Motivated by Logging
One aspect of a log that I think gets devalued is how motivating it can be. During hard times, those weeks when I just can’t drag myself out of bed for a late tide, I love looking back over my logs. I specifically read about the good times, the remarkable catches and the surprising ones. The log gives me hope because it is a written record of how rewarding, fun, and special some nights can be. For better or worse, the good nights are often more accurately documented than the bad ones because I tend to add more information about those special nights, so there’s a lot to read, but there is power in tracking the bad times as well. As fishermen, we tend to remember only the good times, often embellish them, and then wipe most of the bad details from memory.

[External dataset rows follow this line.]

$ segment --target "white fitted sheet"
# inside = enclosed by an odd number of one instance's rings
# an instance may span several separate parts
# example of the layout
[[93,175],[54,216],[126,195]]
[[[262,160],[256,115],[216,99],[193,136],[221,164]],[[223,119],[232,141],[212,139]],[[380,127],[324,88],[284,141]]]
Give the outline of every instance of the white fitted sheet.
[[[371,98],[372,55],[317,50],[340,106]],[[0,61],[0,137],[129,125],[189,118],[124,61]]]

But the log doesn’t lie, as long as you accurately and honestly document every outing. Mine is loaded with skunks and hard tides, and it often helps me stay motivated to take note of this. I may think I used to catch more fish in September—and in the current state of the fishery, that is certainly true. However, it wasn’t always sunshine and rainbows and dozens of 30-pounders as I might prefer to recall it; instead, the log keeps me grounded. Every year, there are hard patches, and every year I somehow break out of them. Having a record of all the bad times pushes me to work hard and stay focused.
A Journal of Your Life
I would be remiss if I didn’t add one very important point. My log is not just a source of data and decision-making. It is also documentation of my life, not just as a fisherman, but also as a person. In truth, calling it a log is a misrepresentation. Instead, my log has evolved into a journal, or, perhaps even more accurately, a series of vignettes capturing the larger arc of a life spent pursuing a passion.
In addition to recording my catch statistics, I include anecdotes about what is happening in my life outside of anglings. Often, these are just quick notes, but they trigger deep, rich memories of major life events, such as moving into a new house, getting a new puppy, starting a new job, losing a friend. These are all documented in my log. After all, these big events (good and bad) have impacted how much I fish, where I fish, and (often) my success since I tend not to do as well if I’m distracted.

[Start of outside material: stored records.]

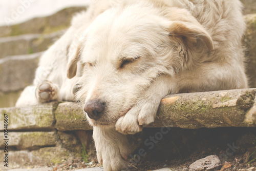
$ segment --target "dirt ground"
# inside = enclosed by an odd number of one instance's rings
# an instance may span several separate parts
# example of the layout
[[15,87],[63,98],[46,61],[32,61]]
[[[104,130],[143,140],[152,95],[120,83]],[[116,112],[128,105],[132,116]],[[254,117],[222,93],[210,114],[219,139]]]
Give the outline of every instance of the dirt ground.
[[[165,129],[144,129],[143,132],[129,136],[136,149],[130,156],[130,164],[126,170],[151,170],[164,167],[189,170],[192,163],[212,155],[218,156],[223,164],[221,170],[245,170],[243,169],[256,166],[256,160],[250,162],[256,158],[256,153],[250,156],[256,150],[256,128]],[[159,132],[166,134],[161,136]],[[84,162],[77,160],[55,166],[53,170],[100,166],[95,157],[91,156],[89,160],[93,161],[92,164],[87,165]],[[221,169],[221,166],[215,170]]]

Therefore, as I have evolved as a fisherman and as a person, so has my log. My life as an angler is inseparable from any other aspect, so I now take the time to add in more details than I did 12 years ago – details about the world I am living in. These aren’t long-form paragraphs or hundreds of words, just a few sentences sprinkled in each time to provide context. It’s incredibly gratifying to read back over happy events, to feel the pleasure in the words I wrote at the time. However, it’s even more powerful to look back at difficult times and see how I persevered and fished through them, successfully or not, and know I can do it again when times get tough. Because times will get tough again, because that is life and that is fishing.